DOF rejects lower tax rate, higher exemptions


The Department of Finance (DOF) is not amenable to the proposal in Congress seeking to cap the individual income tax rate and raise the tax exemption ceiling on earnings.

Finance Secretary Benjamin E. Diokno said on Wednesday, July 13, that the bill filed in the House of Representatives entitled Tax Reform Act for the Masses and the Middle Class (TRAMM) could be too early.

“We just amended both PIT and CIT ,” Diokno told reporters, referring to the reforms initiated by the previous administration under the Comprehensive Tax Reform Program (CTRP).
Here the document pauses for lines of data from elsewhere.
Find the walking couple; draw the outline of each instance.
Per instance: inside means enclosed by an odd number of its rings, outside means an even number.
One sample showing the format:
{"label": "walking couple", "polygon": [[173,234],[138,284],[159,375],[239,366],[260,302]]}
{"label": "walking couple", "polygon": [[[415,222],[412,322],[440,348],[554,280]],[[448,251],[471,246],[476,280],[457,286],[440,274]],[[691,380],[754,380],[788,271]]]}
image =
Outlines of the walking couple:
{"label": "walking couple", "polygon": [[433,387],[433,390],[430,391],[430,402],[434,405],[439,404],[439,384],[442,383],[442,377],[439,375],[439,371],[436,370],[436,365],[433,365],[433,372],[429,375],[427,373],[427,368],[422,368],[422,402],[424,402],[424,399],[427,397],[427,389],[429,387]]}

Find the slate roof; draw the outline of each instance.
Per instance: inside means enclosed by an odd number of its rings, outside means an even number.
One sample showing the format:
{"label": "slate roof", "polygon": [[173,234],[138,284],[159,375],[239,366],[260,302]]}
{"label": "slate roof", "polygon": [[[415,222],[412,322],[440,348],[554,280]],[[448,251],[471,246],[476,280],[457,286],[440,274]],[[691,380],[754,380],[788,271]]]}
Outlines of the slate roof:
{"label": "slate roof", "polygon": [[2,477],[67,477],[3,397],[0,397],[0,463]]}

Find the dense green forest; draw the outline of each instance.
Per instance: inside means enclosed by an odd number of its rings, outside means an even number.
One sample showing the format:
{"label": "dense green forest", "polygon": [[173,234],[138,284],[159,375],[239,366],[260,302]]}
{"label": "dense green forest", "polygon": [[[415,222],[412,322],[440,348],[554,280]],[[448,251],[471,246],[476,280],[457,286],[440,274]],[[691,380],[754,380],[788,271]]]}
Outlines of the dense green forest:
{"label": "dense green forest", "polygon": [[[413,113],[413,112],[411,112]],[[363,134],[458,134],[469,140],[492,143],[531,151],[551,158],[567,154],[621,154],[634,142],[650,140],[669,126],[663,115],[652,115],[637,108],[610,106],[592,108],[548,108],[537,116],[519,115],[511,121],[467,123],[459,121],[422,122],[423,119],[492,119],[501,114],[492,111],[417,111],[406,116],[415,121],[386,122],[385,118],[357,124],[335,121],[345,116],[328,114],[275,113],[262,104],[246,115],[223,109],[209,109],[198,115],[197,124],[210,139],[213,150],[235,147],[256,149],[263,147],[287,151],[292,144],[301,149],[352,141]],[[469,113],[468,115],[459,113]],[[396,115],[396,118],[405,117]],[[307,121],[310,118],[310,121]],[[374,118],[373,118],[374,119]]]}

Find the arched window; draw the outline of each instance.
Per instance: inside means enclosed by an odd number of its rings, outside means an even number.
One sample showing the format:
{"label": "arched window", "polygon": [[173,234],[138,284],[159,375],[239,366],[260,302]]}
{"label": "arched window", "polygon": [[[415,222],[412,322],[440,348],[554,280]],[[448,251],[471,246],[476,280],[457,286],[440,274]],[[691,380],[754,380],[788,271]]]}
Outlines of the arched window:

Under CTRP’s Tax Reform for Acceleration and Inclusion (TRAIN), those with annual taxable income below P250,000 are exempted from paying PIT, while the rest of taxpayers, except the richest, will pay lower tax rates ranging from 15 percent to 30 percent by 2023.

The Corporate Recovery and Tax Incentives for Enterprises (CREATE) Act, on the other hand, lowered the CIT rate from 30 percent to 20 percent, while large corporations now enjoy an immediate reduction in the CIT rate from 30 percent to 25 percent.

“Let's give the new tax system a chance to operate. Too early to tinker with it,” Diokno said.

The TRAMM bill filed in Congress seeks to further lower maximum PIT tax rate to 20 percent for individual income earners, as well as raise the income tax exemption to P400,000. 

TRAMM also aims to bring back additional exemptions for dependents, raise the cap for tax-free bonuses to P150,000, and the mandate for the Bureau of Internal Revenue to set up a progressive, 10-bracket in the minimum personal income tax schedule.

As Diokno thumbed down the TRAMM proposal, the finance chief has recommended to President Marcos the continued implementation of the Rice Tariffication Law (RTL).
President Marcos earlier said that he would amend or suspend the RTL.

 The RTL, which was enacted as Republic Act No. 11203 on Feb. 14, 2019, lifted the quantitative restriction on rice imports and imposed a minimum of 35 percent tariff on imported rice, effectively opening the Philippine rice market. 

 “ really is a good law. It has a major contribution to our desire to control inflation, so I think it’s not smart to go back to the old system,” Diokno said.

 The price of rice has remained low and predictable even during the height of the pandemic, due in large part to the RTL. 

On average, today’s Filipino consumer enjoys a price reduction of P7 per kilo of rice compared to its peak in 2018. Households also now have a variety of choices under a liberalized rice trading regime.

 Diokno explained that prior to the liberalization of the rice sector, rice was a major source of inflation. Following the enactment of the RTL in 2019, the contribution of rice to inflation dwindled down to negative levels.